Hâlid-i Bağdâdî Hazretleri, acziyetini ve kusurlarını hiç unutmaz, her an gözünün önünde tutardı. İnsanın, kulluk yolundaki hata ve kusurlarına mâzeret bulmaktan vazgeçmesi ve aczini îtirâf edip istiğfâra sarılması gerektiğini ifâde ederdi. Bunu şiirlerinde şöyle dile getirmiştir:
“Dün akıl beni tenkid ederek: «Ey günahkâr, yaptığın kötü işlerden dolayı iyice mahcup oldun!» dedi.” (Dîvân, beyt: 284)
“Benimle akıl arasındaki mücâdele sabaha kadar devam etti. O hep beni kınarken ben mâzeretler ileri sürüyordum.” (Dîvân, beyt: 286)
“Sonunda yalvararak akla dedim ki: «Ey bütün incelikleri gören akıl! Mâdem özür beyânı geçerli değil, o hâlde ben ne yapmalıyım?
Dedi ki: «Ben kusurluyum, suçumu îtirâf ediyorum, mahcubiyetimden dolayı güçsüz, utangaç ve şaşkınım…» demelisin!” (Dîvân, beyt: 291-292)
“Benden sâlih bir amel aslâ sâdır olmadı! Günahlarım ise o kadar çok ki sözle anlatılamaz!
Ben kötü amellerimden dolayı utanmaktayım. Ne ihlâsla yaptığım bir ibadetim var, ne de özür beyân edecek bir dilim!” (Dîvân, beyt: 1085-1086)

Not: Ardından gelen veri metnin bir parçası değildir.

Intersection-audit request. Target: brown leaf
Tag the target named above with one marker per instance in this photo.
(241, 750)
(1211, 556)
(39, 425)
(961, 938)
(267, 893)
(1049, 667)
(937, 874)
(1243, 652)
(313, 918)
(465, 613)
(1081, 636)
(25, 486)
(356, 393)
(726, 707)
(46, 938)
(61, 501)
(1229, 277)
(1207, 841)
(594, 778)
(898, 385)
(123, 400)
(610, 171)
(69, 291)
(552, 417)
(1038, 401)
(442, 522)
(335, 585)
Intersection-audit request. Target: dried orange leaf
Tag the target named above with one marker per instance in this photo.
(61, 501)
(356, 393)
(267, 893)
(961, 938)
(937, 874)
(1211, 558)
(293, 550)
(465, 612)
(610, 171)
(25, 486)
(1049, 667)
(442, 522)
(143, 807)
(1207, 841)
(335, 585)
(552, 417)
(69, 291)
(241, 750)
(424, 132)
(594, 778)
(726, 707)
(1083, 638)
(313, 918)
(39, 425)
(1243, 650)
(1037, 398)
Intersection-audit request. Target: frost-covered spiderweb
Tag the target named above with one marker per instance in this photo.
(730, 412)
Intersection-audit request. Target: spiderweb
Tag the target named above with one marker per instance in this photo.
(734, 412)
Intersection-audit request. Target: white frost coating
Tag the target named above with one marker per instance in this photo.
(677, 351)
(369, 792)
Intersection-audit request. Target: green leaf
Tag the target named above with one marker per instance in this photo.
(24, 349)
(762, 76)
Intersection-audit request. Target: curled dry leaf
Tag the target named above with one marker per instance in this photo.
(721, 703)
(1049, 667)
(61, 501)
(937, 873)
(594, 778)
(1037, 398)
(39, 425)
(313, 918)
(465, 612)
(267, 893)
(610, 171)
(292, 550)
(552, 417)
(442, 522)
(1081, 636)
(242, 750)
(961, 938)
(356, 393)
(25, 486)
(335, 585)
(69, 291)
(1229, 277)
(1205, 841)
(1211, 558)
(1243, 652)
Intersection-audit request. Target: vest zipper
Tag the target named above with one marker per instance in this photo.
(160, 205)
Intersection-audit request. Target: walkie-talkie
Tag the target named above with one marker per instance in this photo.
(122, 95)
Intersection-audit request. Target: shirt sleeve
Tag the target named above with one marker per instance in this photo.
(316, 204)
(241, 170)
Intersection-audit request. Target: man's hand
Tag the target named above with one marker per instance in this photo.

“Ömrüm lüzumsuz ve dağınık işlerde boşa geçti, yazık! Hiçbir vakit kıyâmet ve âhireti aklıma getirmiyorum, yazık!
Zavallı ben, her an nefsânî arzular üzerine binâ kuruyorum. Bu sebeple amel sarayımın temelleri çok zayıf olacak, yazık!” (Dîvân, beyt: 704-705)
O koskoca ilim ve irfan deryâsı, ilâhî azamet karşısında bütün varlığıyla hiçlik katresinin sonsuz ufuklarına dalmış, böylece Hak katında gittikçe artan bir mânevî zenginliğe ve erişilmez mertebelere nâil olmuştur.